Laxatives—potentially dehydrating, particularly in children—can also be addictive.
Both amphetamines and laxatives tend to lose their power over time, forcing users to raise the dose, often to dangerous levels.
Controlling appetite is a complicated process, one that has yet to be fully understood by scientists. The labyrinth of genes, proteins and hormones regulating our eating behavior is dense, byzantine and extremely difficult to fool or manipulate. Knocking out one or two components of this system with supplements—or even prescription drugs—is unlikely to work for long because other components rush in to take their place.

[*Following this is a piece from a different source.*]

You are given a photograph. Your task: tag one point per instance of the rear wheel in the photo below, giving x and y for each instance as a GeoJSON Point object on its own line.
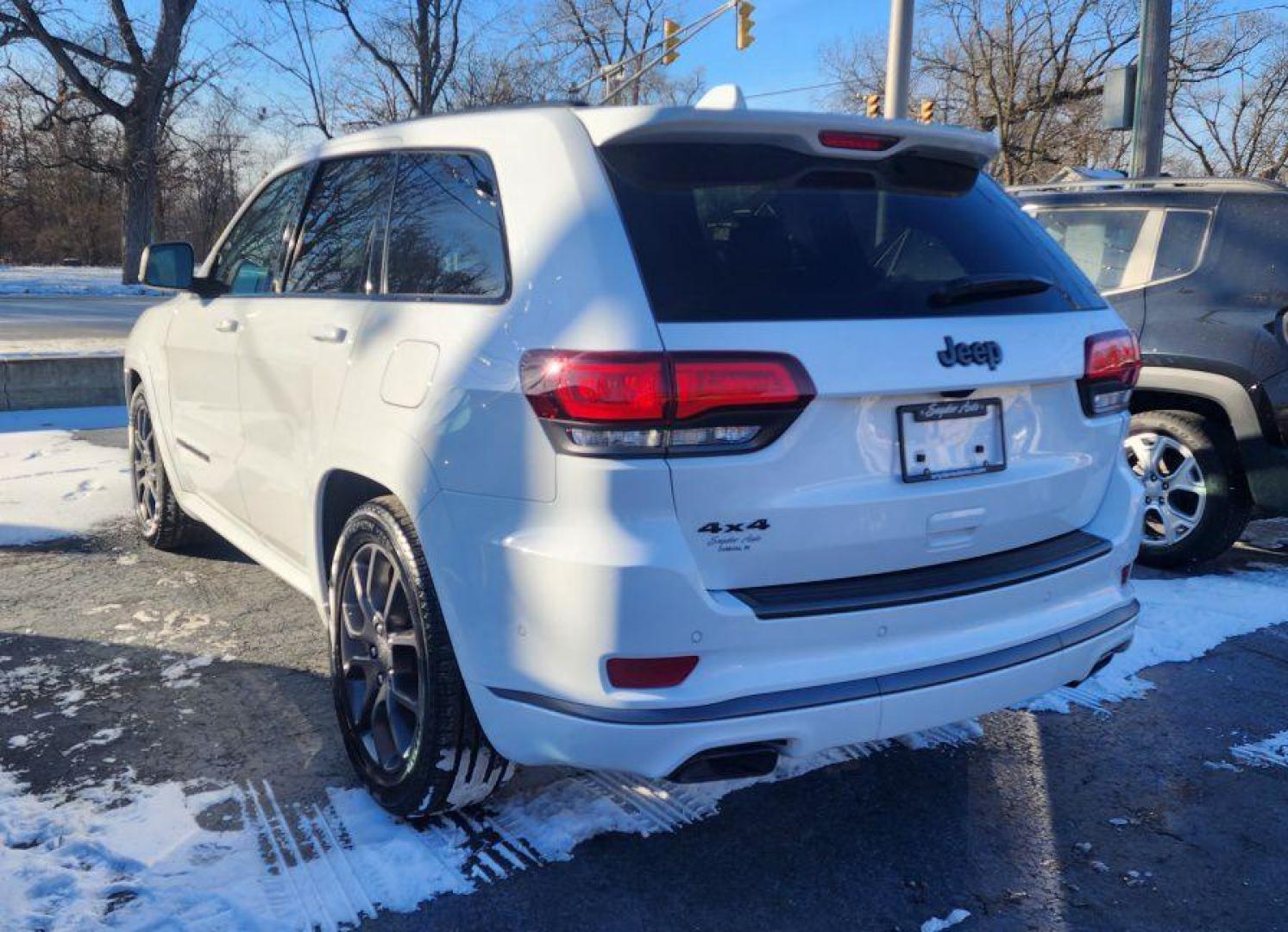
{"type": "Point", "coordinates": [1196, 495]}
{"type": "Point", "coordinates": [161, 521]}
{"type": "Point", "coordinates": [407, 722]}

At best, the prescription weight-loss drugs that are currently available, as well as those in the pipeline, are considered a stopgap measure, a crutch to support patients as they develop healthier life strategies.
Before purchasing a diet supplement, consider this: Were the scores of over-the-counter weight-loss remedies safe and effective, they wouldn't rely for sales on Sunday morning infomercials and endorsements from trumped-up diet experts. Given that obesity and overweight are among the most common 21st-century ills, any product that actually helped people to get thin quickly, safely and with minimum effort would sell itself. Thanks to the tragic loss of a young ballplayer, Congress is finally stepping up to the plate in an effort to regulate diet supplements. But for now, prudence and common sense are our best protection: Rather than throw your money away on worthless and possibly dangerous over-the-counter diet aids, consider sending a note to your congressperson demanding their regulation.